For I had then laid wormwood to my dug,
Sitting in the sun under the dove-house wall. (1.3.24-28)
Juliet refers to her mother as “Madam” instead of “mother” or “mum” is another sign of their unfamiliarity. However, the Nurse is very dear to Juliet; from later scenes we will learn more about the relationship between mistress and servant. In Act 2 scene 4, the Nurse meets Romeo personally for the first time. Mercutio and Benvolio jest and make fun of her. Romeo then explains that his friends are people who enjoy taunts and laughter, so the Nurse should forgive them for their insults. The Nurse is relieved that Romeo is a gentleman; Juliet’s taste for men is not too obscene indeed. She likes Romeo and respects her mistress’ choice. “Nurse: I will tell her, sir, that you do protest; which, as I take it, is a gentlemanlike offer.” (2.4.170) We now know that the Nurse’s liking for Romeo is sincere.
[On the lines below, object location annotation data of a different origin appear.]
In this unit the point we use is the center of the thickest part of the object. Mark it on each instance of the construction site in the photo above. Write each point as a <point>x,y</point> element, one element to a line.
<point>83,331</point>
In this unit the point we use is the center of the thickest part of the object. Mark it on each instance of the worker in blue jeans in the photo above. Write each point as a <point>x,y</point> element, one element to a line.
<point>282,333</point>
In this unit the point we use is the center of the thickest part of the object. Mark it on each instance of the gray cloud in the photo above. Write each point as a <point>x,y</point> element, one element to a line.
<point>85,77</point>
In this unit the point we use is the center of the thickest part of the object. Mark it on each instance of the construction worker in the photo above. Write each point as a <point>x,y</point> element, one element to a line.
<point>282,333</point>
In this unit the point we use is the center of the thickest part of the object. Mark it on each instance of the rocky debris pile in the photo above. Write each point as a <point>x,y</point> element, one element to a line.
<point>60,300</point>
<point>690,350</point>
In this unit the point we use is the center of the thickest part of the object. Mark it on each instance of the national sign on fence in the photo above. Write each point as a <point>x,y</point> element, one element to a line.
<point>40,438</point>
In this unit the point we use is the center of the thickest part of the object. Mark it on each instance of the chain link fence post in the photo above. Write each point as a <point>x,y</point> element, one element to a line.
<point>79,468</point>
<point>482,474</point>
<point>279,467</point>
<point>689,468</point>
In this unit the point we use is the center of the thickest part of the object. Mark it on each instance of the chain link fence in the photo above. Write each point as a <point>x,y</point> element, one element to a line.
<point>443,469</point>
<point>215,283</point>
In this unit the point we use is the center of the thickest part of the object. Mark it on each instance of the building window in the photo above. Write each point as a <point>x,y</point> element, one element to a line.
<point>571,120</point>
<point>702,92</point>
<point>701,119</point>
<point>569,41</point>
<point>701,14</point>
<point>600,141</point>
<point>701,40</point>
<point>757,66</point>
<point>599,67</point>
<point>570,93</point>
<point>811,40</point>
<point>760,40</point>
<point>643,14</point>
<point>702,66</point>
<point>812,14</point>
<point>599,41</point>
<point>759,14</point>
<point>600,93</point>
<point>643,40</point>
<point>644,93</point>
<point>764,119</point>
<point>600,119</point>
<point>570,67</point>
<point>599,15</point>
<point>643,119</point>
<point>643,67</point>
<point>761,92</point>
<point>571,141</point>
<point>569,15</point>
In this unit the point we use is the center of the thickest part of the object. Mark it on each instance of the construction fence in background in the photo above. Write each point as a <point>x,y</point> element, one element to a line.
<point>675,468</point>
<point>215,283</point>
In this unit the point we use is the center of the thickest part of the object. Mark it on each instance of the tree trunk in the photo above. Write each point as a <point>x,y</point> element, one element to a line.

She is the only other adult who knows about Romeo and Juliet’s secret affair besides Friar Laurence. As a good keeper of secrets, she relayed the message of their wedding time to Juliet without rousing anyone else. In Act 3 scene 2, when Juliet learns of Romeo’s slaying of Tybalt and his banishment, she breaks into tears and would not be comforted. The thoughtful and caring Nurse offered herself up to take on the dangerous course of retrieving the banished Romeo from Friar Laurence’s cell. Hie to your chamber. I’ll find Romeo
To comfort you; I wot well where he is.
Hark ye, your Romeo will be here at night.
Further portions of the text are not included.